Yesterday I spoke to a man with chronic pain who claimed that by far the best ‘pain medication’ was to recall times when he’d been convulsed with laughter. He found this often worked better than ‘pain pills’. I didn’t roll my eyes at this, as you might have expected, as I’m quite well aware that laughter really is a ‘tonic’. A good belly laugh can suppress pain, boost immune response, lower blood pressure and enhance a sense of intimacy and shared understanding with those around – to name but a few of the benefits of laughter.
Humor, like beauty, is in the eye of the beholder. Well, so to speak! We often find the unexpected funny – as long as we don’t feel threatened by the jolt it gives us. Many jokes rely on this for their effect – they mislead our expectations and then suddenly face us with a totally different outcome. This jolt has other uses. A short sharp humor shock can actually help us become better learners and problem solvers as we burst into laughter. This is because it loosens up our everyday mind – which tends to travel along pretty comfortable, predictable tracks. The jolt stimulates the brain to make new connections and get creative. It gets us out of ‘automatic thinking’ and into an altogether looser, freer, livelier-feeling mode of awareness. That’s why you should really take laughter seriously.
Should we be able to laugh at everything, though? Some people find it a bit hard to swallow that you might sometimes get a better understanding of even quite serious matters if you inject humor into them. Isn’t this just trivializing important things, disrespecting the real seriousness of what is at issue? But while no one should laugh at another’s misfortune, for example, helping that other to laugh at their own misfortune here and there, now and then, can – when done sensitively – actually do them a real psychological favor. It can genuinely lighten their burden.
And some sorts of seriousness really could do with a jolt of humor. People who take themselves too seriously (I’m sure you know a few) become pompous and overbearing. You can’t reason them out of it – but a joke might help them see their own ridiculousness. This was often said to be the real role of the medieval court jester – they had special dispensation to remind the sovereign that that they were only human after all by pricking their pomposity with humor. This was too risky for ordinary people to do – they might get their heads chopped off!
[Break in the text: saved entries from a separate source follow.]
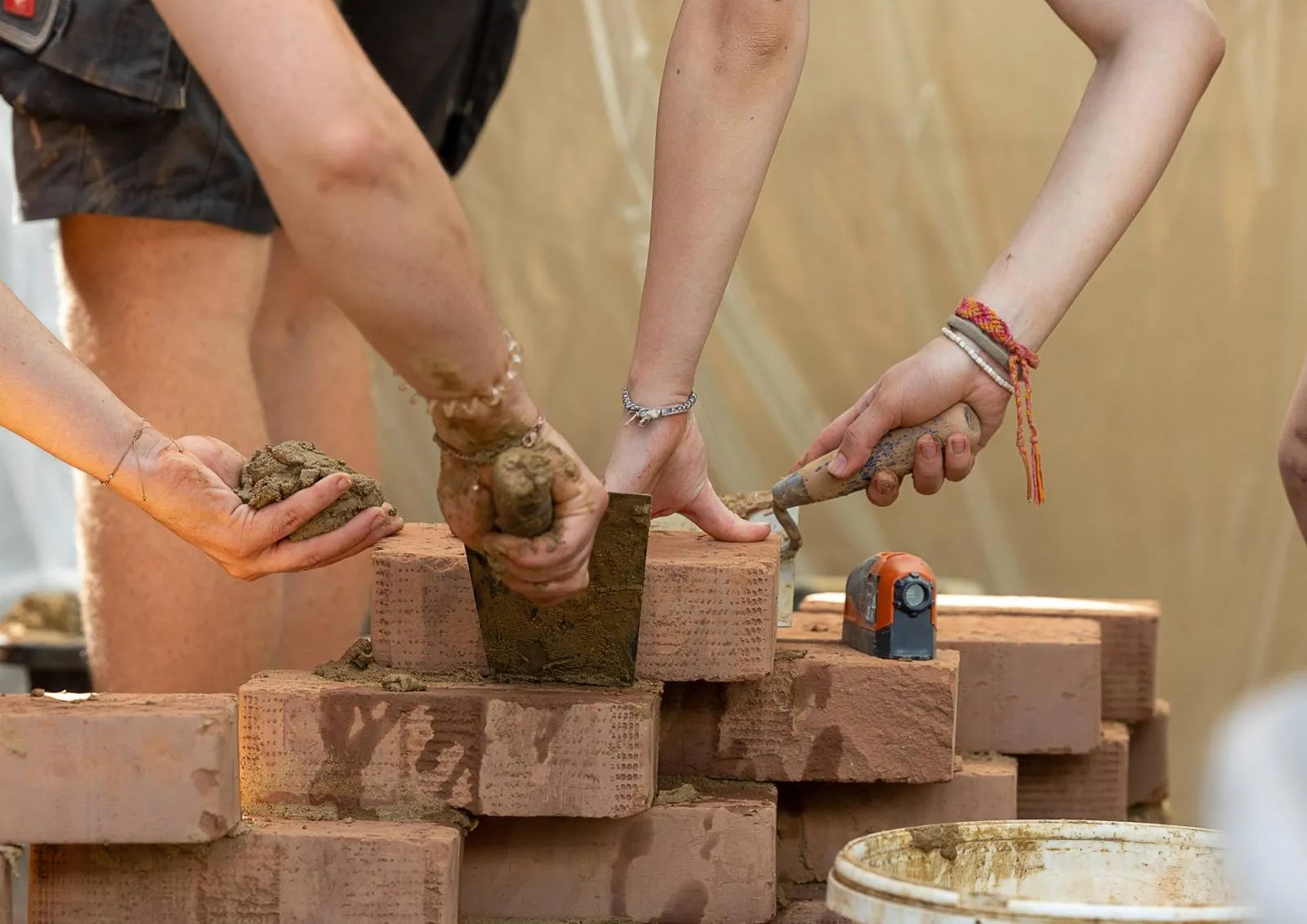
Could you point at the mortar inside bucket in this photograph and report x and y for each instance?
(1023, 871)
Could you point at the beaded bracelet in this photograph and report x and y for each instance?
(1021, 362)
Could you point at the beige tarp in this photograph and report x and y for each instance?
(921, 135)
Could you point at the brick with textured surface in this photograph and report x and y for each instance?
(1128, 632)
(711, 859)
(1077, 786)
(1026, 685)
(118, 769)
(291, 872)
(709, 607)
(810, 913)
(816, 819)
(827, 712)
(1150, 778)
(489, 749)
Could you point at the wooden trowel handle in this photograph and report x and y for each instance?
(893, 453)
(522, 481)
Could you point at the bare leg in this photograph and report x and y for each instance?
(163, 313)
(315, 383)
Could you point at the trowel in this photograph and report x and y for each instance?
(814, 483)
(590, 638)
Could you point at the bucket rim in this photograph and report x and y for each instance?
(850, 880)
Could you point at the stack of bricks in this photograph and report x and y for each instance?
(718, 787)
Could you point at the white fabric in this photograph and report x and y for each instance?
(37, 540)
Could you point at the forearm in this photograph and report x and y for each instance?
(363, 196)
(1154, 61)
(731, 74)
(54, 401)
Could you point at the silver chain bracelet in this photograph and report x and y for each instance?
(644, 414)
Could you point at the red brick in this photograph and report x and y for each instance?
(118, 769)
(810, 913)
(1026, 685)
(7, 875)
(1128, 629)
(1150, 778)
(489, 749)
(291, 872)
(1077, 786)
(711, 860)
(827, 712)
(1130, 642)
(816, 819)
(709, 614)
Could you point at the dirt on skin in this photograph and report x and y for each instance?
(43, 617)
(748, 503)
(588, 640)
(276, 472)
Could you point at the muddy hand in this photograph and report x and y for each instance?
(668, 460)
(914, 391)
(552, 566)
(190, 488)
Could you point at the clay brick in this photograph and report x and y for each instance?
(709, 612)
(810, 913)
(711, 860)
(1077, 786)
(816, 819)
(1150, 779)
(1026, 685)
(827, 712)
(1128, 630)
(489, 749)
(118, 769)
(291, 872)
(7, 875)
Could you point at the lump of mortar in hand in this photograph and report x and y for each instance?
(276, 472)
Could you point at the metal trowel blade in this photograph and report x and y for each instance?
(587, 640)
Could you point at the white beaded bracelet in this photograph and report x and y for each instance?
(978, 359)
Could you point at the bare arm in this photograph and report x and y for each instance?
(54, 401)
(1154, 61)
(374, 217)
(731, 74)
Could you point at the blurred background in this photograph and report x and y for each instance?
(921, 135)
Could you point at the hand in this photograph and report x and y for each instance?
(190, 488)
(668, 460)
(927, 383)
(549, 568)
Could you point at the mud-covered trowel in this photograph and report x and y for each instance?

Anyway, I asked this guy what were the memories he went back to that were so hilarious they could suppress the pain. And he looked me straight in the eye and said: “No shortage! I worked in banking for thirty years!”
Ho ho.
Mark







Really like the posting.
So many changes happen when we laugh and all to benefit of ourselves, both physically and mentally. I tend to think better, become so much more creative when I am enjoying myself. The interesting thing is that it is contagious. It only takes one. I say laugh more because in its se;f that real therapy.